Rakers: Das ist vielleicht ein Fehler.

di Lorenzo: Nein, aber das Bild ist unvollständig. Fernsehen ist unser kollektives Gedächtnis. Wenn Sie immer nur auf diese Ausschnitte schauen, ist das so, als ob Sie aus dem Leben alle langweiligen Stellen rausschneiden. Abgesehen davon, dass sich die Figuren geändert haben, ist 3 nach 9 im Großen und Ganzen noch wie vor 36 Jahren.

Rakers: Da hast du recht.

di Lorenzo: Judith, 1974 warst du noch gar nicht auf der Welt.

Rakers: Stimmt. Dafür bin ich älter als du bei deinem Sendestart.

sueddeutsche.de: Mögen Sie die alten Sendungen, Frau Rakers?

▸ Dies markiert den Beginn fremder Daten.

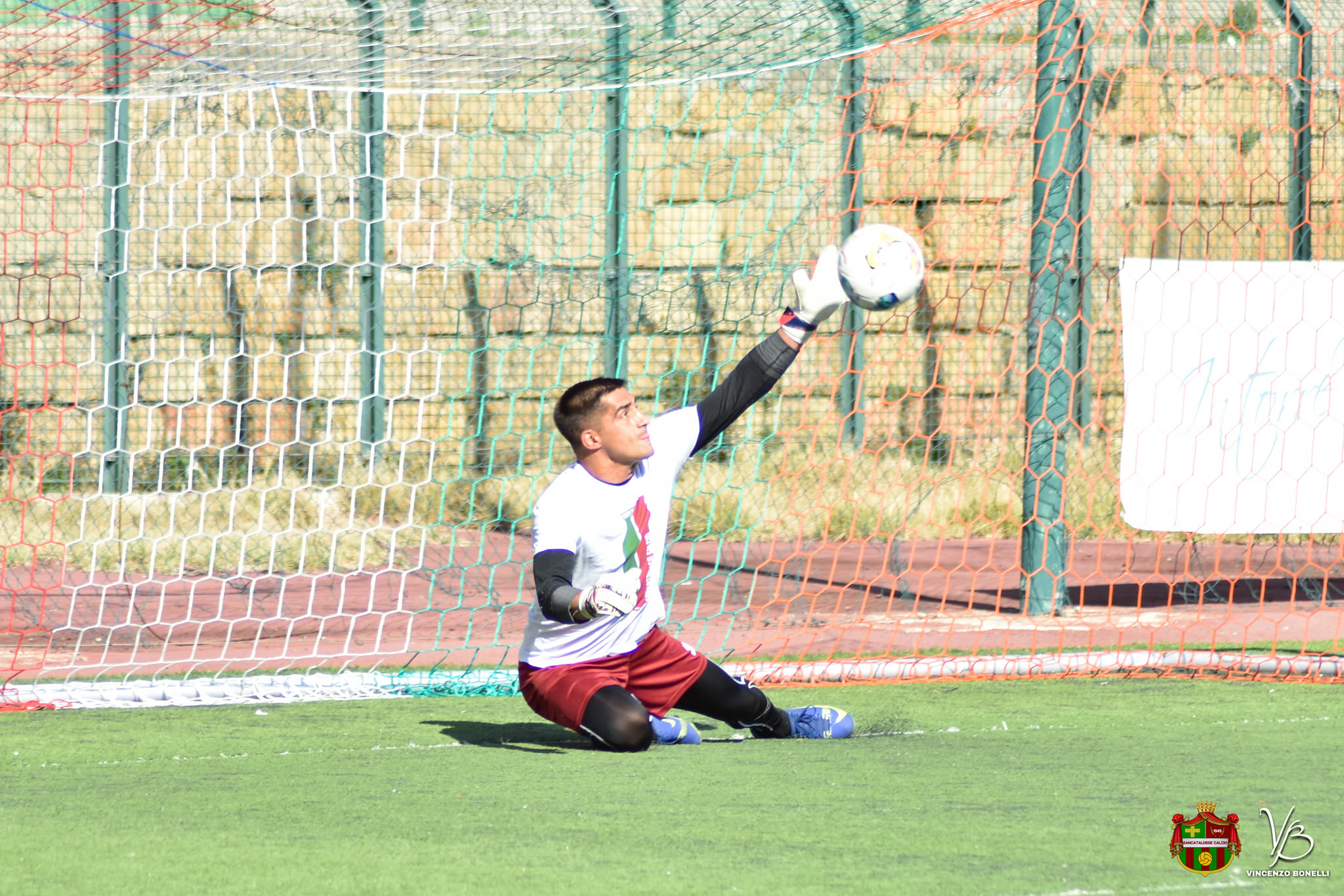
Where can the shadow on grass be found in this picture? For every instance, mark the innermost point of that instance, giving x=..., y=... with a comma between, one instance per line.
x=526, y=737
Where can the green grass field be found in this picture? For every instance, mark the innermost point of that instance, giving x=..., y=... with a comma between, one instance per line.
x=998, y=789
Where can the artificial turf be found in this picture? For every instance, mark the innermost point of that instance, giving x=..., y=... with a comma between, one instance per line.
x=973, y=788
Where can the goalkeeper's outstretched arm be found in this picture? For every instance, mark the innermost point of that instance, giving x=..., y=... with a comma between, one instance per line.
x=756, y=375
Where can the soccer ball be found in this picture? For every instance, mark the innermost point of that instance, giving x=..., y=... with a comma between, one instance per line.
x=881, y=266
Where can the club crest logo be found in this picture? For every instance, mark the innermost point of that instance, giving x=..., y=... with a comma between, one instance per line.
x=1205, y=843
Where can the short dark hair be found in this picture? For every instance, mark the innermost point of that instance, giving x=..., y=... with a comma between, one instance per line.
x=574, y=410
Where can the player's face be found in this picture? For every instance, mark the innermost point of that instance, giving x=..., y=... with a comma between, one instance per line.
x=624, y=430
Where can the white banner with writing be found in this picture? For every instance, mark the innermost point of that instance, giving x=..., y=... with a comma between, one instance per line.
x=1234, y=396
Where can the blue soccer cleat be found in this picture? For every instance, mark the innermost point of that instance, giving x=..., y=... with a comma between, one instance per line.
x=820, y=722
x=674, y=731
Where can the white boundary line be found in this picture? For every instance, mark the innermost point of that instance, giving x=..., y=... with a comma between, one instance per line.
x=365, y=685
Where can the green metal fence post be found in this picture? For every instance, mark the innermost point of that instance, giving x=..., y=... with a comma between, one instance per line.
x=373, y=251
x=1300, y=127
x=1060, y=153
x=116, y=197
x=616, y=264
x=854, y=70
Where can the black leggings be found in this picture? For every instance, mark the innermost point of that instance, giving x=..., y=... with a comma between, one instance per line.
x=616, y=719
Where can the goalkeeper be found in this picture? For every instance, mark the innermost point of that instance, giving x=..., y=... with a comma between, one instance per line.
x=593, y=657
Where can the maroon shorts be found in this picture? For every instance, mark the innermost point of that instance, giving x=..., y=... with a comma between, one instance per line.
x=658, y=674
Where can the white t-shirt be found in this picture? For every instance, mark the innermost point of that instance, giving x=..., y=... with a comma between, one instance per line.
x=609, y=528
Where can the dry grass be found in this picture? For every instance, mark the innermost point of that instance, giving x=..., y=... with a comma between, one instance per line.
x=377, y=516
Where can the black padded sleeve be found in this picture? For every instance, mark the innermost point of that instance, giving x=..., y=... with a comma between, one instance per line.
x=553, y=571
x=751, y=379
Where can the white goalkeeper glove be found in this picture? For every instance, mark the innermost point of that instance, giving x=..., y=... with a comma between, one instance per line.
x=819, y=296
x=613, y=596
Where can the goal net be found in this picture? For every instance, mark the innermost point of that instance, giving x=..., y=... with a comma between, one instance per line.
x=289, y=292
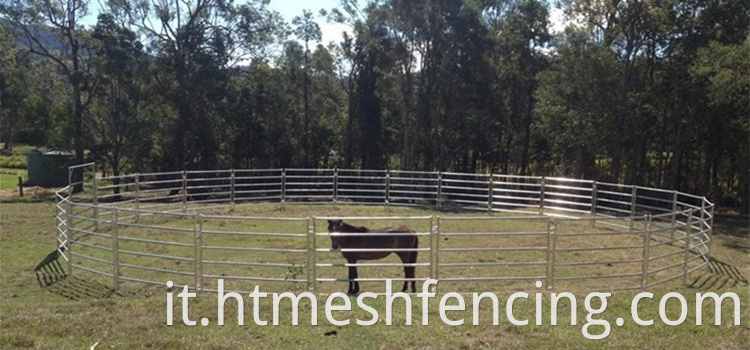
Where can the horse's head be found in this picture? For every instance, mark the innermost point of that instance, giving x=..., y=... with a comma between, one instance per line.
x=335, y=226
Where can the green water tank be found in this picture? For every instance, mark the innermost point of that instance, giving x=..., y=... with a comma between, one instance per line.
x=48, y=169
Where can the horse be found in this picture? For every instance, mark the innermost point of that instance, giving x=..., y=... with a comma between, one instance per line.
x=380, y=241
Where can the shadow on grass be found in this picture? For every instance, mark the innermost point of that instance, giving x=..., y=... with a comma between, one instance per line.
x=722, y=275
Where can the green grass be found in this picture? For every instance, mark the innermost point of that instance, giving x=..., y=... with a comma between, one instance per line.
x=9, y=178
x=81, y=311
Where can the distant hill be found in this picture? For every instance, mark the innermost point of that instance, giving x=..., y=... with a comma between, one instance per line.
x=46, y=35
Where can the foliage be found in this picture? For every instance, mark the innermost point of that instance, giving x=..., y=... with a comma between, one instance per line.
x=651, y=93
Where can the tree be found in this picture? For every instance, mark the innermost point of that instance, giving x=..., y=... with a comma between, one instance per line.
x=51, y=29
x=195, y=43
x=306, y=29
x=122, y=130
x=14, y=86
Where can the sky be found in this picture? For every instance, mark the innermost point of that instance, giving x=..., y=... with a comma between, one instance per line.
x=291, y=8
x=330, y=31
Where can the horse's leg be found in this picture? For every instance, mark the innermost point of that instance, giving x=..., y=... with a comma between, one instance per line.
x=353, y=284
x=408, y=270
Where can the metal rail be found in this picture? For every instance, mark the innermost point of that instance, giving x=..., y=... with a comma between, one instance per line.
x=131, y=226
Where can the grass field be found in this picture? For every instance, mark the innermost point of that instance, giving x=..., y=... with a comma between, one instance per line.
x=81, y=311
x=9, y=178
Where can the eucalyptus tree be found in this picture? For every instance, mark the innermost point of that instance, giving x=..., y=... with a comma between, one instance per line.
x=14, y=86
x=307, y=30
x=52, y=29
x=123, y=131
x=195, y=42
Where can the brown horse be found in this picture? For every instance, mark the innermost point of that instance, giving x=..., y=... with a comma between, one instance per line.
x=380, y=242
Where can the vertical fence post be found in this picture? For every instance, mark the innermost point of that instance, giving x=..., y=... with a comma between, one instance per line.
x=115, y=249
x=283, y=188
x=490, y=191
x=688, y=236
x=184, y=191
x=311, y=251
x=137, y=197
x=702, y=225
x=709, y=234
x=335, y=186
x=435, y=233
x=541, y=195
x=198, y=253
x=69, y=229
x=387, y=188
x=674, y=215
x=440, y=191
x=633, y=196
x=95, y=200
x=231, y=189
x=646, y=252
x=594, y=199
x=551, y=250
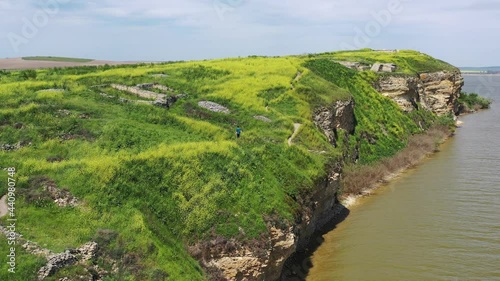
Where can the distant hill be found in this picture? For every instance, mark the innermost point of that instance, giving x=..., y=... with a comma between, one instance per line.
x=61, y=59
x=484, y=69
x=50, y=62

Rakers: Sicher. Aber das war eine andere Zeit. Damals wurde an den Unis viel mehr über Politik geredet, nicht über die Vorabendserie. Eine Show wie 3 nach 9 entspricht immer auch dem Zeitgeist. Und der verändert sich. Dass früher alles besser war, ist eine Binsenweisheit.

di Lorenzo: Vor allem bei Medienjournalisten.

sueddeutsche.de: Wie bitte?

di Lorenzo: Doch, doch. Ich habe viel mehr Print- als Fernsehinterviews geführt. Und es wundert mich immer wieder, wie wenig viele Medienjournalisten vom Fernsehen verstehen. Es muss ja einen Grund geben, dass sämtliche deutschen Talkshows dem Gast nicht mit dem Hintern ins Gesicht springen.

sueddeutsche.de: Sie meinen Reinhold Beckmann und Johannes B. Kerner.

di Lorenzo: Zum Beispiel. Aber auch die weniger Netten. Warum springen die ihren Gästen nicht mit dem Hintern ins Gesicht? Was glauben Sie? Sie sind doch auch Medienjournalist.

"Mal ein leises Interview, mal einen Schlagabtausch."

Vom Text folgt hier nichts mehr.